I couldn't remember when's the last time we went out for a proper date, probably sometime during the pre-babies years.These days we'd usually need to sneak out if we want to be out alone.

So yea, both of us decided to take the day off from work to celebrate. I've told C*** that even if he decided to work on our anniversary, I'm going out to celebrate on my own anyway. Yer, ayat reverse psychology itu perlu, especially when dealing with my other half - he's the one with 0% romantic bone. Kalau setakat hint-hint di angin lalu, harap maaf. Gue ngak ngerti. :P

Absolutely one of the least likeable attributes when it comes to him, but absolutely something that I have to learn to live with. That's what marriage is all about, no? Romance is overrated (cakap macam dah 40 tahun kawen,padahal?). Dah tua-tua ni, I'm trying not to meroyan too much unless there's a valid reason for it.

On that day, after dropping Myra off at school, we went to the Curve and decided to catch a movie for a start. Our 1st movie in 4 years! - as we'd usually watch em at home these days. Very the pacik and macik like that. (We watched Maleficient by the way, it was terrific, Sleeping Beauty with a twist -  but I'm probably bias - as I'm always a fan of Disney movies.)

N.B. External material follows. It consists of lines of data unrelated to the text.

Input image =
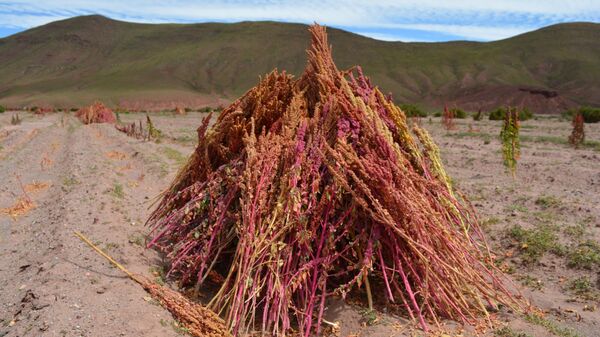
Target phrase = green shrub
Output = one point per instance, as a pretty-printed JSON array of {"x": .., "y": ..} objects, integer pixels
[
  {"x": 412, "y": 110},
  {"x": 499, "y": 114},
  {"x": 590, "y": 115}
]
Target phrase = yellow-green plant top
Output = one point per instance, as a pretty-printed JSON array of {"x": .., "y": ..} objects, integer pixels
[{"x": 509, "y": 135}]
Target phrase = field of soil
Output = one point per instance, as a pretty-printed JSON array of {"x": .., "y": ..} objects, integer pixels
[{"x": 543, "y": 225}]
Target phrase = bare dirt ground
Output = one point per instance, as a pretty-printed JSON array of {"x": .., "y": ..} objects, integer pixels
[{"x": 544, "y": 226}]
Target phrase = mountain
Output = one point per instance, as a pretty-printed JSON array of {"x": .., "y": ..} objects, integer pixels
[{"x": 75, "y": 61}]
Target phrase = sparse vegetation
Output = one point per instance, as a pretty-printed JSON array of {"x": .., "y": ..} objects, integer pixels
[
  {"x": 500, "y": 113},
  {"x": 547, "y": 201},
  {"x": 459, "y": 113},
  {"x": 534, "y": 243},
  {"x": 448, "y": 118},
  {"x": 15, "y": 119},
  {"x": 412, "y": 110},
  {"x": 589, "y": 114},
  {"x": 511, "y": 149},
  {"x": 117, "y": 191},
  {"x": 586, "y": 255},
  {"x": 577, "y": 136}
]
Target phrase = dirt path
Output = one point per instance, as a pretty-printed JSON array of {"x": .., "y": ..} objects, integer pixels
[
  {"x": 100, "y": 184},
  {"x": 98, "y": 181}
]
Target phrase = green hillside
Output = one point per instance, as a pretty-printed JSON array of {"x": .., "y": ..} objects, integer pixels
[{"x": 74, "y": 61}]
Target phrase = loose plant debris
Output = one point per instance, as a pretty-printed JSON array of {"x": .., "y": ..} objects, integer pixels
[
  {"x": 478, "y": 115},
  {"x": 116, "y": 155},
  {"x": 179, "y": 111},
  {"x": 22, "y": 205},
  {"x": 36, "y": 187},
  {"x": 448, "y": 118},
  {"x": 96, "y": 113},
  {"x": 15, "y": 119},
  {"x": 137, "y": 130},
  {"x": 577, "y": 136},
  {"x": 509, "y": 135},
  {"x": 197, "y": 320},
  {"x": 317, "y": 187},
  {"x": 42, "y": 110}
]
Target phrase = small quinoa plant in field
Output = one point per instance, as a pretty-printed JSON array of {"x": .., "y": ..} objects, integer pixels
[
  {"x": 15, "y": 119},
  {"x": 96, "y": 113},
  {"x": 448, "y": 118},
  {"x": 137, "y": 130},
  {"x": 510, "y": 139},
  {"x": 577, "y": 136}
]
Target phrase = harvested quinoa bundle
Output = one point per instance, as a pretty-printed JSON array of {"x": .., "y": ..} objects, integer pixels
[
  {"x": 96, "y": 113},
  {"x": 315, "y": 187}
]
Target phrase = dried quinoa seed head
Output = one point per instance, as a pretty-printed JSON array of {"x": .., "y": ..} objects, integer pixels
[{"x": 318, "y": 186}]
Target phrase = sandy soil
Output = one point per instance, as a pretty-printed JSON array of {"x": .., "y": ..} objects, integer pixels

We later had our morning tea break at IKEA. Cakes and coffees. I even got to stock up on my usual scented candles. Not the best out there, but will do lah, can't be bothered to invest on a bunch of fancy candles which are just gonna be burned off later. Essential oils is a different story altogether, but with kids at home, lighting oil burner screams hazard which is why I'd usually go for Fabreeze, you get to disinfect the fabrics and the place is somewhat deodorized too. he he.

I digress. Sungguh la mak-mak (dan cheapskate) sekarang.

Moving on, after our tea break and a wee bit of window shopping (promised C*** that shopping won't be included in our anniversary day itinerary T_T ), we went for our late sushi lunch. The food was mediocre. I didn't even feel like ordering my all time favourite unagi. Seems like we have to hunt for something better after EID.

We wrapped up the day with BR ice cream sundae (& we even got a generous discount, probably to compensate their blurriness, nak buat sundae pon kena tgk illustrated picture segala T_T) before heading back home. Yes, balik awai to avoid the bad traffic, it's a working day after all and we need to pick up the little princess from school.

If you ask me, I'd say a couple needs to go out on an occasional date every now and then, you know, to keep the excitement going. he he. The carelessly walking hand in hand whilst roaming the mall adelah fun (kalau Malaysia ni sejuk, I'd drag C*** to a park instead :P ). It's pretty relaxing, especially when you don't have to keep on chasing after a running toddler or soothing a crying baby or worrying about where's the nearest nursing room in case someone's hungry or need a nappy change - the normal parents' dilemma.

We're parents (and we love it) but we're a couple first. Happy 4 years love, I'm looking forward to many more years to come.